CHP Kılıçdaroğlu ile Mart 2014’te Ak Parti ile yeni bir seçim yarışına girecek. Kılıçdaroğlu açısından bu seçimin önemi; ilk kez genel başkan olarak partisinin başında bir yerel seçime gitmesi iken, CHP için Mart 2014’ün anlamı rakipleri karşısında bu kez başarılı olup olamayacağıdır. Yerel seçimler niteliği gereği adayların kişisel özelliklerinin partilerin seçim performansını arttırdıkları ya da azalttıkları siyasi yarışlardır. Bu yönüyle aday belirleme sürecinde seçmenin taleplerine karşılık veren donanımdaki isimlerin aday olarak seçilmesi CHP’nin başarı ya da başarısızlığında şüphesiz etkili olacaktır. Fakat, partinin ulusal siyasette seçmen nezdindeki algısının da en az adaylar kadar önemli olduğu gözardı edilemez. Önümüzdeki süreçte CHP’nin beklenenin üzerinde sandıktan destek alarak başarılı çıkması liderin ve partinin kamuoyundaki algısının ne ölçüde, nasıl yeniden tasarlanacağı ve topluma takdim edileceğiyle yakından ilişkilidir.

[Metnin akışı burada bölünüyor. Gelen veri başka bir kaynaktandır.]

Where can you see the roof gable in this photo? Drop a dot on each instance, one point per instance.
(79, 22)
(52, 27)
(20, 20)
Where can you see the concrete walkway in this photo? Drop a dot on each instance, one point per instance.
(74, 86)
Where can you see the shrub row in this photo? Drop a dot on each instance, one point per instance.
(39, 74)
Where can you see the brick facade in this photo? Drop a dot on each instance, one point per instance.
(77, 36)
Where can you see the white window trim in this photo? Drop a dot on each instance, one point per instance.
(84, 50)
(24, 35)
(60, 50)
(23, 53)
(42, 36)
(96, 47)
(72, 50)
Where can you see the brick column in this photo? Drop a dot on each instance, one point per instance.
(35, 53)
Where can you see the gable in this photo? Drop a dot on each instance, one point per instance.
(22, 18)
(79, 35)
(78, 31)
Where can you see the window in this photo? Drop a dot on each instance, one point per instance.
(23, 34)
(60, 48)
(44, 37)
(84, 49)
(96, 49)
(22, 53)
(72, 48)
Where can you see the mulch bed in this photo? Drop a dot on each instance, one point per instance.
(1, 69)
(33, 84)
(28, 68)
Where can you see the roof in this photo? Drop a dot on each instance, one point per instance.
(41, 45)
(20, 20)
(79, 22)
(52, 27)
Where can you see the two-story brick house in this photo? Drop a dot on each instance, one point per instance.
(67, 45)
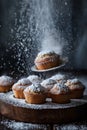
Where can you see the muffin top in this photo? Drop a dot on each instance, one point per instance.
(58, 77)
(45, 55)
(34, 78)
(6, 80)
(19, 87)
(48, 82)
(35, 88)
(74, 84)
(24, 81)
(59, 88)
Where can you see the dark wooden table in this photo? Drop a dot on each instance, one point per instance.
(7, 124)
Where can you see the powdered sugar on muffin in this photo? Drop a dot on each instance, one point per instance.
(48, 83)
(34, 78)
(6, 80)
(24, 81)
(60, 88)
(35, 88)
(58, 77)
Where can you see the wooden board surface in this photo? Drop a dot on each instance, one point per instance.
(49, 112)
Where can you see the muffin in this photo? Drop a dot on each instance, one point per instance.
(6, 83)
(35, 94)
(58, 77)
(46, 60)
(60, 93)
(19, 87)
(76, 88)
(34, 79)
(48, 84)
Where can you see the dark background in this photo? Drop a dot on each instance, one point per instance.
(18, 46)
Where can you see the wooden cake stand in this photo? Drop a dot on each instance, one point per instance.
(49, 112)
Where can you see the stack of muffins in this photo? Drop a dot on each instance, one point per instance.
(35, 90)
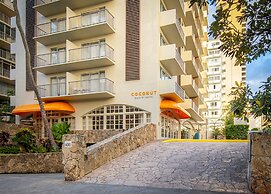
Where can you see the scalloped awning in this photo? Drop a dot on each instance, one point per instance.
(173, 109)
(50, 106)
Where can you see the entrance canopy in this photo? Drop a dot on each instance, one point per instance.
(50, 106)
(173, 109)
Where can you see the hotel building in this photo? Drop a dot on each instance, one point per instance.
(115, 64)
(7, 60)
(222, 76)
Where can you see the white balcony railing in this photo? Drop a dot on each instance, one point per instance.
(92, 18)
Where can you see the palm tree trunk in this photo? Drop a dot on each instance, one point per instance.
(30, 74)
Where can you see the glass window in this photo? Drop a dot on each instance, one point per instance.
(115, 117)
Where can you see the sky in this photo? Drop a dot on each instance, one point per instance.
(258, 70)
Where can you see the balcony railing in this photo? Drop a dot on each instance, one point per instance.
(91, 52)
(179, 59)
(91, 86)
(5, 18)
(42, 2)
(47, 90)
(50, 59)
(5, 73)
(7, 3)
(179, 27)
(195, 107)
(7, 37)
(5, 88)
(6, 55)
(91, 18)
(50, 27)
(195, 86)
(179, 91)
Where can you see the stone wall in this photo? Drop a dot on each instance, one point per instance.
(80, 160)
(12, 128)
(94, 136)
(31, 163)
(260, 163)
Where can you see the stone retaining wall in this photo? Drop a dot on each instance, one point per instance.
(80, 160)
(260, 163)
(31, 163)
(94, 136)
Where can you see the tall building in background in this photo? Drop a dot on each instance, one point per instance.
(222, 76)
(115, 64)
(7, 60)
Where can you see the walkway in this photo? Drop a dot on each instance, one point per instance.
(200, 166)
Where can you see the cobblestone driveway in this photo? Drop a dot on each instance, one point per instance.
(202, 166)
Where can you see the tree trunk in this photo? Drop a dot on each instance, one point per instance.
(30, 74)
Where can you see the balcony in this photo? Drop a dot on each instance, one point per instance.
(78, 90)
(171, 90)
(191, 43)
(6, 55)
(171, 60)
(190, 64)
(5, 89)
(54, 7)
(189, 85)
(6, 7)
(176, 4)
(91, 56)
(6, 40)
(171, 27)
(87, 25)
(193, 109)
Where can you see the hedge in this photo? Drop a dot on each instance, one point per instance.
(236, 131)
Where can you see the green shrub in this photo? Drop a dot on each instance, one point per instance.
(4, 138)
(236, 131)
(9, 150)
(25, 139)
(254, 129)
(58, 130)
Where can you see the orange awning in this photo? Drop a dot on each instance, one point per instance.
(172, 109)
(50, 106)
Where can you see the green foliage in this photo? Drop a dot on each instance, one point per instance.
(239, 105)
(9, 150)
(58, 130)
(25, 139)
(216, 132)
(261, 103)
(245, 45)
(4, 138)
(236, 131)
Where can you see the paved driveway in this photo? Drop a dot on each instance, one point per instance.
(200, 166)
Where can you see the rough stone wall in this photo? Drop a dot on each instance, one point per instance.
(12, 128)
(260, 163)
(31, 163)
(94, 136)
(79, 160)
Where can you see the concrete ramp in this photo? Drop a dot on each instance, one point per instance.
(202, 166)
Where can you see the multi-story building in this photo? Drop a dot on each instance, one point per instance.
(115, 64)
(222, 77)
(7, 60)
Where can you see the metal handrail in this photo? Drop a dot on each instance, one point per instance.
(104, 16)
(91, 86)
(91, 52)
(48, 59)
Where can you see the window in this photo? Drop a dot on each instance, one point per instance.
(162, 40)
(163, 74)
(162, 6)
(115, 117)
(213, 104)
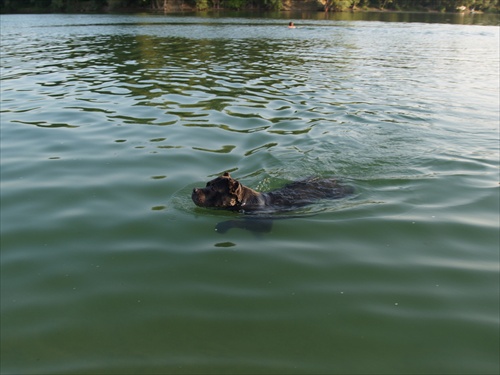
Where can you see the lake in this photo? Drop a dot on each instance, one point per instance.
(109, 121)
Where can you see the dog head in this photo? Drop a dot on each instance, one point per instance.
(221, 192)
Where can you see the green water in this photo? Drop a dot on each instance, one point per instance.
(109, 121)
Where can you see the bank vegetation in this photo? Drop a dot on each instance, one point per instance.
(88, 6)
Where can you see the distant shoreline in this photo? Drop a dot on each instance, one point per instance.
(174, 8)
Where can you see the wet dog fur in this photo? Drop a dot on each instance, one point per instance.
(227, 193)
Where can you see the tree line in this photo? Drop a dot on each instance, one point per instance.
(27, 6)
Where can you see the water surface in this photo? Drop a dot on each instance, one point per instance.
(109, 121)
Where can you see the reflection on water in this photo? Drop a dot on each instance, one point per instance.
(109, 121)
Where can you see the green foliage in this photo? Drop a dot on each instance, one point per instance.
(202, 4)
(12, 6)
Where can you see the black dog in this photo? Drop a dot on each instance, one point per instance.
(227, 193)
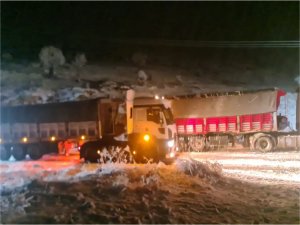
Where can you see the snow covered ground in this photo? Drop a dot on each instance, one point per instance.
(210, 187)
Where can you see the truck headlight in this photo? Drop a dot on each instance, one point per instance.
(170, 143)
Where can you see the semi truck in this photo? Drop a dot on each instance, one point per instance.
(91, 126)
(248, 118)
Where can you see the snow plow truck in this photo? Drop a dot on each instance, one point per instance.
(92, 126)
(247, 118)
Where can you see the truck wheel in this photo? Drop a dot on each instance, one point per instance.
(5, 153)
(197, 144)
(264, 144)
(35, 152)
(18, 152)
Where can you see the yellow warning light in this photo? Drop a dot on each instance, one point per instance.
(146, 137)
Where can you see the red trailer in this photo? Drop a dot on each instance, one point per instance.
(222, 120)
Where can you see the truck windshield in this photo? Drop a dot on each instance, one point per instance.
(168, 115)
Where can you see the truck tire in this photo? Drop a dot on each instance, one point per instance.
(35, 152)
(5, 153)
(18, 152)
(264, 144)
(197, 144)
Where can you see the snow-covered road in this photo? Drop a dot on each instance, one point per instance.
(210, 187)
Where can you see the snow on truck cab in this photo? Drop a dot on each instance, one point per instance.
(153, 132)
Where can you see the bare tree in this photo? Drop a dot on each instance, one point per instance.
(51, 58)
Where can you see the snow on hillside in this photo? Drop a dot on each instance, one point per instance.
(60, 189)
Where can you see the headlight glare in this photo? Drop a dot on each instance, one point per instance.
(146, 137)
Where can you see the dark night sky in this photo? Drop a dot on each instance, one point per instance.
(27, 26)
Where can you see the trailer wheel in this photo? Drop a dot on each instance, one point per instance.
(5, 153)
(34, 152)
(18, 152)
(197, 144)
(264, 144)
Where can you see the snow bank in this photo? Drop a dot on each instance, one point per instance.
(287, 108)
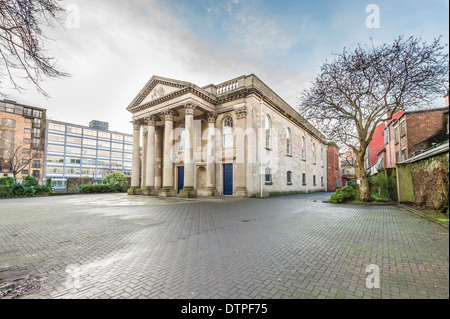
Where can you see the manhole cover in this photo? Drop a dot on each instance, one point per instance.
(20, 287)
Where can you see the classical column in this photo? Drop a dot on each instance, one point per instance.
(158, 168)
(188, 189)
(168, 186)
(144, 155)
(150, 158)
(211, 155)
(135, 172)
(241, 116)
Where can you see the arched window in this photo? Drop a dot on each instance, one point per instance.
(181, 138)
(268, 177)
(289, 178)
(268, 128)
(228, 132)
(314, 153)
(288, 142)
(303, 148)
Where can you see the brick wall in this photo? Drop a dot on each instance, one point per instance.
(22, 134)
(421, 126)
(333, 167)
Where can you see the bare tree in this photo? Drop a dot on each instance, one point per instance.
(22, 52)
(362, 88)
(21, 159)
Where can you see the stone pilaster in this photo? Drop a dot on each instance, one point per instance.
(168, 185)
(241, 149)
(135, 171)
(150, 158)
(211, 155)
(188, 190)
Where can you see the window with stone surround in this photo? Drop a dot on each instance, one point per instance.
(228, 132)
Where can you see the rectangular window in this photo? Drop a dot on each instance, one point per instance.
(117, 137)
(73, 140)
(55, 148)
(54, 170)
(402, 129)
(56, 127)
(104, 144)
(9, 123)
(104, 135)
(74, 130)
(90, 132)
(117, 146)
(56, 138)
(73, 150)
(116, 155)
(89, 142)
(55, 159)
(104, 153)
(289, 178)
(89, 161)
(89, 152)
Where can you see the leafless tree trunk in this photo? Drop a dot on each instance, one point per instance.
(22, 52)
(365, 87)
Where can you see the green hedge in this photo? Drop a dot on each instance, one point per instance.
(345, 194)
(29, 187)
(100, 188)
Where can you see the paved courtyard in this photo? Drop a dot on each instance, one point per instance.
(119, 246)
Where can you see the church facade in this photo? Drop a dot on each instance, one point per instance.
(237, 138)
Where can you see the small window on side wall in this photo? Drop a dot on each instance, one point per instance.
(289, 178)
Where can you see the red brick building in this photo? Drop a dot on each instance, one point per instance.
(334, 173)
(412, 133)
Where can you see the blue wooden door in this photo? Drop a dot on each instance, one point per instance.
(228, 179)
(180, 179)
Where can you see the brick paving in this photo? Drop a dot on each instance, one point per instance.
(118, 246)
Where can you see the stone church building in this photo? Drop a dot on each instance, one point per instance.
(237, 138)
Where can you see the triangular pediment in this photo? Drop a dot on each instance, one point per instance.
(159, 91)
(155, 89)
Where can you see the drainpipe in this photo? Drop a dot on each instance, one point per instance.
(261, 145)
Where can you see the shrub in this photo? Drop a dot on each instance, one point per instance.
(93, 189)
(385, 187)
(117, 180)
(7, 181)
(344, 194)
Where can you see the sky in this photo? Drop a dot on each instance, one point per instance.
(112, 48)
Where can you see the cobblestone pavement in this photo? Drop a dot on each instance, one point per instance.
(118, 246)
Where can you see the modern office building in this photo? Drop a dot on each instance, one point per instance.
(22, 136)
(75, 151)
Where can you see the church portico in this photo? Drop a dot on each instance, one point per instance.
(190, 141)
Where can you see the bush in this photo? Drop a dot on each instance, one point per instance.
(117, 180)
(344, 194)
(94, 189)
(384, 187)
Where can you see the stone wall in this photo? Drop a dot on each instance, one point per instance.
(430, 182)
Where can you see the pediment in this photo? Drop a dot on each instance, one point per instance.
(156, 89)
(159, 91)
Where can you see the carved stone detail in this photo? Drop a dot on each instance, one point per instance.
(241, 112)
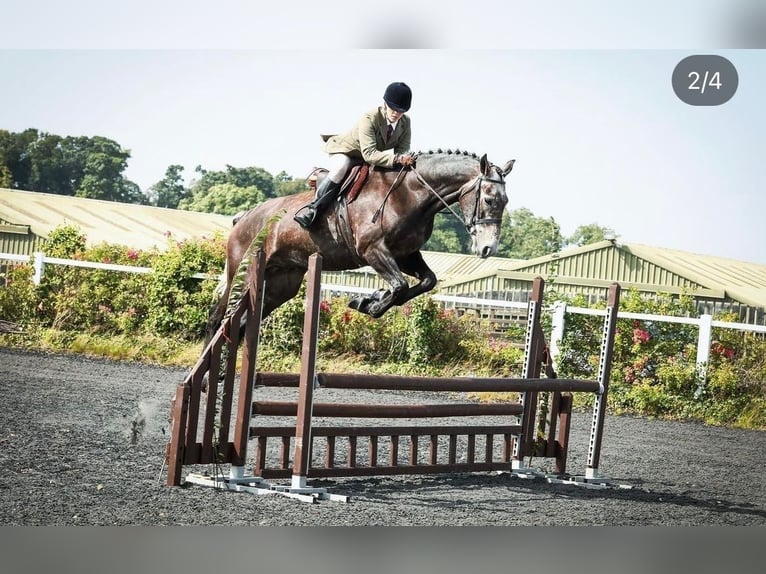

CHP’nin açmazları olarak düşündüğümüz Ergenekon’la bağını topyekün koparamaması, katı ulusalcı çizgi ve aktörleri parti içinde pasifize edememesi, muhalefet olmayı Ak Parti karşıtlığı ve kompleksine indirgemesi, partinin önümüzdeki seçimde de başarıyı yakalayabilmesinin zor olacağını düşündürtüyor. Başarının birinci koşulu; istisnasız biçimde demosun taleplerine boyun eğmektir. Bu anlamda, halkın iradesini siyaset tarzında veri olarak kabulden başka çıkar yol olmadığının bilinciyle, çoğulcu bir siyaset tahayyülüyle alternatif yerel siyaset modelleri üretmesi ve topluma takdim etmesi şarttır. Katı ulusalcı çözüm arayışlarına ve yerel siyasete soyunan adaylarına itibar etmeden, sosyal demokrasiyi yerelde inşa etme iddialı siyasi aktörlerle seçmenin karşısına çıkması durumunda Mart 2014 seçimlerinde başarma adına adım atan bir CHP ile karşılaşabiliriz. Atılması gereken ilk hayati adım ise; “CHP de belediyeciliği biliyor” algısını seçmen nezdinde inşa edebilmektir. Mümkün mü derseniz, kimi başarılı örneklerini dikkate aldığımızda, zor olsa da imkansız değil.